そうだ。犀《さい》は何故《なぜ》、青藍を連れて行った?
アンリが言うには紅竜の代役になるように育てろと前当主から指示されていたそうだが、此処《ここ》に来て、その兆候は何処《どこ》にも見当たらない。
ならば他に理由があると考えるべきだ。
少なくとも青藍の体調不良が魔王を続けられないレベルだから引き取ったわけではない。もし体調を危ぶんでいたのならロンダヴェルグを叩くために派遣したりはしない。
「でも青藍様は少年という歳ではありませんし……」
口では否定しつつも、頭の中では肯定するしかないように足下《あしもと》を固めている自分がいる。
紅竜が闇と接触したと思われるのは青藍が生まれた頃、もしくはその前。
彼の闇にまつわる計画がその頃から既《すで》に動き始めていたのだとしたら、10歳を機《き》に母屋《おもや》に連れて来られた青藍など、格好の生贄《いけにえ》にしか映らなかっただろう。
紅竜が弟に近付く者を片端《かたはし》から処分して回っていたのは、そして社交界に出せる歳になっても混血を理由に公《おおやけ》の場に出さずにいたのは、大事な生贄《いけにえ》を無垢なまま置いておくためではないのか?

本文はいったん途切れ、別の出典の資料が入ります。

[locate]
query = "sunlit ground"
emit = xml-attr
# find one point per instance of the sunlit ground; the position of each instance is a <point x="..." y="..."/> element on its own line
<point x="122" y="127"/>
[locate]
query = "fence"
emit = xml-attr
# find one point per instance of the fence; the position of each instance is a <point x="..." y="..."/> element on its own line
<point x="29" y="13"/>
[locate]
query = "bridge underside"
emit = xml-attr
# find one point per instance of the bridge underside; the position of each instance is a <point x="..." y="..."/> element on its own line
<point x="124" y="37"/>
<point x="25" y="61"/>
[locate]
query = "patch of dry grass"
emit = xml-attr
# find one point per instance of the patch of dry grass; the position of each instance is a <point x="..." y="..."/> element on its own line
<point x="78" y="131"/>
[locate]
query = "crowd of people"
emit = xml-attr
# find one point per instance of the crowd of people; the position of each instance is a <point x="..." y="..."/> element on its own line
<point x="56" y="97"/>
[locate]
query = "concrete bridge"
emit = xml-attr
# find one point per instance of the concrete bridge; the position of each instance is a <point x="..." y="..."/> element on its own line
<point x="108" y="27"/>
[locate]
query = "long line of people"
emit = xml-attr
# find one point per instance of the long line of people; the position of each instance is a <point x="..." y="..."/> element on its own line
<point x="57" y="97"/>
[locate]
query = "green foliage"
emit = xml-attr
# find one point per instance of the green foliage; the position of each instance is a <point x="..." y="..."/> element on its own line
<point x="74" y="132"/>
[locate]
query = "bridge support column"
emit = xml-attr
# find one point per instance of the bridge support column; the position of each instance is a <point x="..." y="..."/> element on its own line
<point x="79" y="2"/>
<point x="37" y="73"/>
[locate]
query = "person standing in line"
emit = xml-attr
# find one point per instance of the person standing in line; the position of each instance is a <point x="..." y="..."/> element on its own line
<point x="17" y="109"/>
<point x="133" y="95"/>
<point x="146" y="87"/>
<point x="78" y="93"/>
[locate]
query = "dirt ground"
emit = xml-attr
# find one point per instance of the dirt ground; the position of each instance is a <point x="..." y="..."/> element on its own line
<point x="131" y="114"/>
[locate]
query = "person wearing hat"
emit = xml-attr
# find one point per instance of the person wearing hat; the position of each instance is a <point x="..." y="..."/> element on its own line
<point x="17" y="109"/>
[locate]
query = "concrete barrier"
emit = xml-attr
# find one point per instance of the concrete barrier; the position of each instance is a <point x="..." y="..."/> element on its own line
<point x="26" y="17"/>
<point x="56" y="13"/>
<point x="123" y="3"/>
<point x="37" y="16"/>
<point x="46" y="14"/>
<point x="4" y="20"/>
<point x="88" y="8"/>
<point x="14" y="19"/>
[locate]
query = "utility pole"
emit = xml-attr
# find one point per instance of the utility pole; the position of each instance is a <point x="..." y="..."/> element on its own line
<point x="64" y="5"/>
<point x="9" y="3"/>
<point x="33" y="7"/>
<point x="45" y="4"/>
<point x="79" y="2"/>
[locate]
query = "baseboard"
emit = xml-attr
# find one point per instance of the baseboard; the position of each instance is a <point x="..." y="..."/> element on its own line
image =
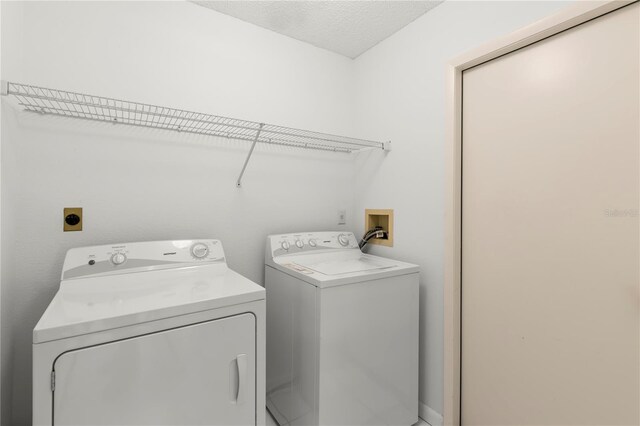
<point x="430" y="415"/>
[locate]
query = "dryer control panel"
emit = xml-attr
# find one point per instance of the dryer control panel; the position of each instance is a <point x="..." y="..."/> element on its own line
<point x="279" y="245"/>
<point x="119" y="258"/>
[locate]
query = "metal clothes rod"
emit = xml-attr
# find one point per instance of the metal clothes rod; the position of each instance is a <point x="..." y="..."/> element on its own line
<point x="77" y="105"/>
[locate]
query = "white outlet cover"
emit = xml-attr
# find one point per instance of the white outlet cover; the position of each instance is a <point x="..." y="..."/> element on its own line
<point x="342" y="217"/>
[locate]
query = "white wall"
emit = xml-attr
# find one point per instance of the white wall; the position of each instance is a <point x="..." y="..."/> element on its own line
<point x="400" y="94"/>
<point x="140" y="184"/>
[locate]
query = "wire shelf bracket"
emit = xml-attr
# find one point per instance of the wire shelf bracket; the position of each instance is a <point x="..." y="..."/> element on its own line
<point x="77" y="105"/>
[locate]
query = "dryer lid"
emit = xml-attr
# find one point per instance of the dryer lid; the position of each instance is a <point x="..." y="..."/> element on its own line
<point x="95" y="304"/>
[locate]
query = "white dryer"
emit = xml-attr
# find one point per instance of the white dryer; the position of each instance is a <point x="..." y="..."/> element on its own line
<point x="342" y="333"/>
<point x="153" y="333"/>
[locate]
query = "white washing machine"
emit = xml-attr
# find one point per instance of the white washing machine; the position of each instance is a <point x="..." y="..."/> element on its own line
<point x="342" y="333"/>
<point x="153" y="333"/>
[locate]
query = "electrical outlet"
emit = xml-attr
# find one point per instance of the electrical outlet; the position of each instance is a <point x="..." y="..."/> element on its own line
<point x="72" y="218"/>
<point x="382" y="218"/>
<point x="342" y="217"/>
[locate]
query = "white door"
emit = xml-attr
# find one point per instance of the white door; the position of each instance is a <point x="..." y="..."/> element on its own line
<point x="202" y="374"/>
<point x="550" y="253"/>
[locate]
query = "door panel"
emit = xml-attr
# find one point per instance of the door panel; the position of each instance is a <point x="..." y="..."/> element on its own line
<point x="550" y="235"/>
<point x="202" y="374"/>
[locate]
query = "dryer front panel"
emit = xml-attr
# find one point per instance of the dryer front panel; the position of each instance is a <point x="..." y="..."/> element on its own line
<point x="202" y="374"/>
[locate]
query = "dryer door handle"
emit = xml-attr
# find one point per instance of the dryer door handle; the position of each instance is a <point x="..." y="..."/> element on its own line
<point x="241" y="370"/>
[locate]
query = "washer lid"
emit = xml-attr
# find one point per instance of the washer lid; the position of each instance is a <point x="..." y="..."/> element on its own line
<point x="99" y="303"/>
<point x="340" y="266"/>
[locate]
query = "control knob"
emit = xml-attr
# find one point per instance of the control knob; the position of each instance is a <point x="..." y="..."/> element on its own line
<point x="199" y="250"/>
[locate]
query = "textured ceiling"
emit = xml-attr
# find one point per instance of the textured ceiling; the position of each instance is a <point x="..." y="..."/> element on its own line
<point x="345" y="27"/>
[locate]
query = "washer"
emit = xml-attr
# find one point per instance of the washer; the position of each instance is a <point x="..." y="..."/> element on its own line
<point x="160" y="333"/>
<point x="342" y="333"/>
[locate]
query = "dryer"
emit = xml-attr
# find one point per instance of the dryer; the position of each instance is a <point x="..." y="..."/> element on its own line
<point x="160" y="333"/>
<point x="342" y="333"/>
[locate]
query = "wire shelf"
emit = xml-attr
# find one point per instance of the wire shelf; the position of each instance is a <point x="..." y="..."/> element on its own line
<point x="71" y="104"/>
<point x="78" y="105"/>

世界を教えず、知らせず、それでいて知識だけは本で教え込む。戦闘以外のことは犀《さい》が教えていたと言うから、その頃から犀《さい》も紅竜に加担していた可能性も否《いな》めない。
第二夫人の策によって人間界に来ることになったのは、紅竜からしてみれば完全なイレギュラー。ノイシュタインにいる間も執事の自分に隠れて頻繁に連絡を取りあっていたようだし、アドレイは城内に何者かが入り込んだ形跡があるとも言っていた。その時が来るまで見張ってたのだ。きっと。
そしてその時は来た。
先ほどの音は――。
「行きましょう」
気が急《せ》くのを隠しながらグラウスは立ち上がった。
紅竜の目的も、ミルの理由も、犀《さい》の考えも、何もかもがわからずじまいだが、立ち止まっている時間はない。行き当たりばったりで進むほうが危険だと重々承知していたとしても。

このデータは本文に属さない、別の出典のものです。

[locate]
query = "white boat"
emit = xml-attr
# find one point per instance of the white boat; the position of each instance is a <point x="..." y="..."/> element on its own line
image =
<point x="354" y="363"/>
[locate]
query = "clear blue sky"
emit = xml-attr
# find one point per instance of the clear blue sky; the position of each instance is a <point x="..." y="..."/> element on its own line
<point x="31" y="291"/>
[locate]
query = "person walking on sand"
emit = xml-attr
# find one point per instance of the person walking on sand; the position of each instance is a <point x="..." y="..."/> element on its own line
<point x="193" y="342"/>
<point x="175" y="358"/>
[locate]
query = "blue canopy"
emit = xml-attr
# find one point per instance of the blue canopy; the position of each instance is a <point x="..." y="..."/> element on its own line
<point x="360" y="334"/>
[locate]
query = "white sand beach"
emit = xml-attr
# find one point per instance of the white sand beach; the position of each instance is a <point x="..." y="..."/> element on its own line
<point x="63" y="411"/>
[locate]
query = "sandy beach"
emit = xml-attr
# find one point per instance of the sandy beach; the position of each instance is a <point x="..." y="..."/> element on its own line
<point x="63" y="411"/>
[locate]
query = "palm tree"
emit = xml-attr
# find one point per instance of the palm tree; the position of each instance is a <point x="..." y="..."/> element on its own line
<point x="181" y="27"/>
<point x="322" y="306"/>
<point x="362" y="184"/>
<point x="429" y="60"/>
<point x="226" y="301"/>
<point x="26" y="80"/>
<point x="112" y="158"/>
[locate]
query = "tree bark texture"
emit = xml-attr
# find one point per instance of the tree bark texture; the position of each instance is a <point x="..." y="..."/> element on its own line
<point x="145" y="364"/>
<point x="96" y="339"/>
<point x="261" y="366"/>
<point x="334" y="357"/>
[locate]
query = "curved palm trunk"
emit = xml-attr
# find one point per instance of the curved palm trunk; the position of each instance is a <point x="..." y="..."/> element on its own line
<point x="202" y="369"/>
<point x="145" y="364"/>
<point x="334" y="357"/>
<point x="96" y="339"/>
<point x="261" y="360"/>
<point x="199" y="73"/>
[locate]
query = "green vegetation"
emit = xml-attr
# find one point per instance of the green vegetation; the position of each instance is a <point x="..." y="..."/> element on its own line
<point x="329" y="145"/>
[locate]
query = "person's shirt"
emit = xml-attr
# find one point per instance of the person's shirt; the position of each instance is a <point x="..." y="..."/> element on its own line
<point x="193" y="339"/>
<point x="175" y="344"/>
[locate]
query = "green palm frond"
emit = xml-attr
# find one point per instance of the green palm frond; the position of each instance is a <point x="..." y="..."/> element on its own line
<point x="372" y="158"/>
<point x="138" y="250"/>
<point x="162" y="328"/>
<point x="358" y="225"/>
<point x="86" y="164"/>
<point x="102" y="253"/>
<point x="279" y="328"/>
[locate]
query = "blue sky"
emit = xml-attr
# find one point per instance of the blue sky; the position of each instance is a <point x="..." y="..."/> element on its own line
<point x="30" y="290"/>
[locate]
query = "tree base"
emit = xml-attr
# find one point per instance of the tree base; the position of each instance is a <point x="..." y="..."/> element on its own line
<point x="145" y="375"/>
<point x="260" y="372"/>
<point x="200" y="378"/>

あわよくばアンリが情報を持って再合流してくれることを期待していたが、人生、そう上手くはいかないものだ。
「執事さん」
その背をアイリスが呼び止める。
「……絶対に、連れて帰って来て」
「もちろんです」
きっと次が最終決戦。
アイリスはアイリスですることがあると言っていたが、彼女の体は彼女が1番よく知っている。此処《ここ》で脱落することを選んだのはきっと、自分たちの足枷《あしかせ》にならないためだろう。